In Steyr existieren noch einige Zeugnisse der früheren jüdischen Kultusgemeinde.

Für ein Gotteshaus wirkt das Gebäude Bahnhofstraße 5 in Steyr zu alltäglich und nüchtern. Dennoch hat es einst eine Synagoge beherbergt. Sie ist das einzige Gebetshaus in ganz Oberösterreich, das den Krieg überstanden hat.

Eine Gedenktafel des Mauthausen Komitees unterstreicht ihre historische Bedeutung.

Wahrscheinlich haben sich auch die Taferlklassler im oberen Stockwerk nie gefragt, warum ihr Lerninstitut fünf Fenster besitzt. Die Hairstylisten des Friseursalons unter ihnen werden keine Antwort liefern können, genauso wenig die Kunden der Bank, ebenfalls im Erdgeschoss. Die Glasscheiben sollen die fünf Bücher Mose, den ersten Teil des Alten Testaments, versinnbildlichen. Über der mittleren standen einst wie eine Art Krone auf dem Dach die Gesetzestafeln mit den zehn Geboten. Sie wurden 1938, nach dem Anschluss Österreichs, entfernt. Die Synagoge wurde damals „arisiert“ und die Israelitische Kultusgemeinde Steyr aufgelöst. Ursprünglich stand dort ein Restaurant als Teil einer Brauerei. Die Steyrer Juden kauften 1894 das Gebäude und bauten es in eine Synagoge um. Zu dieser Zeit zogen immer mehr Israeliten von Böhmen und Mähren nach Steyr. Dort gab es Industrieanlagen – also Arbeit. Um 1900 erreichten die Juden dort ihre höchste Populationsdichte – ungefähr 200 Personen. Jahrhunderte zuvor gab es in Steyr allerdings auch schon Juden. Im 15. Jahrhundert wurden sie allerdings beschuldigt, Hostien geschändet zu haben. Nach damaligen Vorstellungen enthielten diese tatsächlich den Leib Christi. Es kam zu Verfolgungen, Ermordungen und Vertreibungen. Etwa 500 Jahre lang durften sich keine Menschen mosaischen Glaubens ansiedeln, wobei es doch immer wieder zu Ausnahmen kam. Erst 1849 erließ Kaiser Franz Josef ein Patent, das jeder Person im Habsburger Reich gestattete, dort zu wohnen, wo sie wollte. Dessen Vollzug wurde dennoch von Lokalbeamten oft verhindert.

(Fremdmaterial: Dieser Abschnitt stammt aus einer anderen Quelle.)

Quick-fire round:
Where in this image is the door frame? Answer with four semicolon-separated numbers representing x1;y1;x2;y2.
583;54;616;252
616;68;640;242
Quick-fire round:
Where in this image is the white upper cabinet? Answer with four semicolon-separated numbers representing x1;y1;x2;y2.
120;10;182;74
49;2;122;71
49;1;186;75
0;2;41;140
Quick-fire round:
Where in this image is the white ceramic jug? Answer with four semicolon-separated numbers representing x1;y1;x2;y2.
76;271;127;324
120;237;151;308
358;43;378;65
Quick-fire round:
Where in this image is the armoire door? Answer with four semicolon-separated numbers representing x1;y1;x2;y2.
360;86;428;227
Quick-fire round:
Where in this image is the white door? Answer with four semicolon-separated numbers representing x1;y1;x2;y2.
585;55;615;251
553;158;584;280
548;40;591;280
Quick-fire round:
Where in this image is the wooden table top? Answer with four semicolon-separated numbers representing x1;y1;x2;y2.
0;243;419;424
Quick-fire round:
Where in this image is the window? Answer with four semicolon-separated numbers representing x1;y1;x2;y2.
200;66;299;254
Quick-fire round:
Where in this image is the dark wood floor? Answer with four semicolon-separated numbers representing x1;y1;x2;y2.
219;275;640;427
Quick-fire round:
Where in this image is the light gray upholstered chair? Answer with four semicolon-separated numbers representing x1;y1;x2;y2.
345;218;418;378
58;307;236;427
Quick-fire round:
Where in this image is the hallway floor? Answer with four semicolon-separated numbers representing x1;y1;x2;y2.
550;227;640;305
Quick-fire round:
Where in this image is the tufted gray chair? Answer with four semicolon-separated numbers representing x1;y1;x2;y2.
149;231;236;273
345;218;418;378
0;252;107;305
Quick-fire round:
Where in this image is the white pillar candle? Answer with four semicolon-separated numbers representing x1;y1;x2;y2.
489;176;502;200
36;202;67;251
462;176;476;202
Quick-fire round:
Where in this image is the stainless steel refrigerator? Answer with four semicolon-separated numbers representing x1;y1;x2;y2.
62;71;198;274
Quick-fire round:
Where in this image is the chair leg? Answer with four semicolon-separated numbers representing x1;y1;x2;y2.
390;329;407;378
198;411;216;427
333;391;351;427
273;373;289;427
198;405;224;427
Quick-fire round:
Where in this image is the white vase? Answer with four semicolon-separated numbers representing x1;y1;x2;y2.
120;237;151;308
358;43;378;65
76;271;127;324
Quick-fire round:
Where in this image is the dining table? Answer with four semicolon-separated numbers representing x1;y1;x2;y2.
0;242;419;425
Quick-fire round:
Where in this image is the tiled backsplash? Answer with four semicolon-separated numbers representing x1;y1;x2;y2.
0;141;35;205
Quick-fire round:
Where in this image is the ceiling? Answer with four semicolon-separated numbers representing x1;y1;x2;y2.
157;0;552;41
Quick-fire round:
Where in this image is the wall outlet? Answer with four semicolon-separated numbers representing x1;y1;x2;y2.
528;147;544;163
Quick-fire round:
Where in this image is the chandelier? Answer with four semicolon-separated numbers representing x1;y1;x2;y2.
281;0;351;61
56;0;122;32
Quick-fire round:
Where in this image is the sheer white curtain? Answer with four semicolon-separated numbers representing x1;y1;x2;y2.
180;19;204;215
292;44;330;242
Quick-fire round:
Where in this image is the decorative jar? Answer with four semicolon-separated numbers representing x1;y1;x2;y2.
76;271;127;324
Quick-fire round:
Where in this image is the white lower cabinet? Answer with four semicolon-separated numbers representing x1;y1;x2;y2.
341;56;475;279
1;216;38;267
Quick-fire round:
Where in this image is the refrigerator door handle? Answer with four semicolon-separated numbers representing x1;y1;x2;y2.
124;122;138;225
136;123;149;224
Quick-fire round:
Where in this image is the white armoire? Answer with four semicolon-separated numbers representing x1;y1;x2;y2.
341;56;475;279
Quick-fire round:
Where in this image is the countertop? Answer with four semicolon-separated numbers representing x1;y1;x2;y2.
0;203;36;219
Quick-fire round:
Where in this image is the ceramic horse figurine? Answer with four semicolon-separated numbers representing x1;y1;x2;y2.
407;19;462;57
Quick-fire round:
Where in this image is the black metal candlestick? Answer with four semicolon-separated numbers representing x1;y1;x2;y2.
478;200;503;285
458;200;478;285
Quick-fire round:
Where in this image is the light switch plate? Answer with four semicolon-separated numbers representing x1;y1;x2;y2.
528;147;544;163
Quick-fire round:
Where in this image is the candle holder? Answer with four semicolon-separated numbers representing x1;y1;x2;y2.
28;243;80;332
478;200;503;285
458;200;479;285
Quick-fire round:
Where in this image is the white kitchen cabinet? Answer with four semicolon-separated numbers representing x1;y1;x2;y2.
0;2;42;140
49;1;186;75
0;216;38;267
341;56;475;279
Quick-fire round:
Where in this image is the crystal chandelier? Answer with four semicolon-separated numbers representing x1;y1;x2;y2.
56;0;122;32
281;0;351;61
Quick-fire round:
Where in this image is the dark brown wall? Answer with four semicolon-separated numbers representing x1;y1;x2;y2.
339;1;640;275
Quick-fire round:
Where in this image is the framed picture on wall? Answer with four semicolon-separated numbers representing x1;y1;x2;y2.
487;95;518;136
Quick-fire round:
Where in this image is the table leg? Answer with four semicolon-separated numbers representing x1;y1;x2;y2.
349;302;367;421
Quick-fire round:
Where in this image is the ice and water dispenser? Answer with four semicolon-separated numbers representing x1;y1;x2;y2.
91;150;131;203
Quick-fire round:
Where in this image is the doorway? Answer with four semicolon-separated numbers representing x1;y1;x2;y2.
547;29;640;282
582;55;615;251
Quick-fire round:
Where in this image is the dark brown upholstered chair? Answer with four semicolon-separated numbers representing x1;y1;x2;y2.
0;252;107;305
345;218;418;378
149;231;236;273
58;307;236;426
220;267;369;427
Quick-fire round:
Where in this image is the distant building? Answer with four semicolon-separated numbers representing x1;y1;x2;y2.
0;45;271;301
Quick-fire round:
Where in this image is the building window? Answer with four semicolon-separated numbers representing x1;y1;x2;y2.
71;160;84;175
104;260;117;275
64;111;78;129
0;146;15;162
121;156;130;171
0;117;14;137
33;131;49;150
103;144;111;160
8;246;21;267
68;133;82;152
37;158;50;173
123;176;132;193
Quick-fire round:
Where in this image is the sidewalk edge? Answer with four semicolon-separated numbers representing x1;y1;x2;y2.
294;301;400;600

Spärliche Besuche. Die Steyrer Rabbiner, die im Synagogengebäude wohnten, waren nicht sehr zufrieden mit ihren Schäfchen. Dabei handelte es sich meist um assimilierte Juden, die sich nicht an die Gebote der Religion hielten und nur sporadisch den Gottesdienst besuchten. Dafür waren sie in Vereinen wie der Feuerwehr aktiv. Die Zahl der Gemeindemitglieder schwankte ständig und ist bis 1938 auf ungefähr 70 gesunken. Nach dem Zweiten Weltkrieg hat man etwa 1.800 jüdische Flüchtlinge in der Steyrer Kaserne unter- gebracht. Sie gründeten erneut eine Kultusgemeinde, die Gottesdienste in der alten Synagoge feierte. Die meisten zogen aber bald wieder fort, sodass sich die Gemeinde nach und nach auflöste.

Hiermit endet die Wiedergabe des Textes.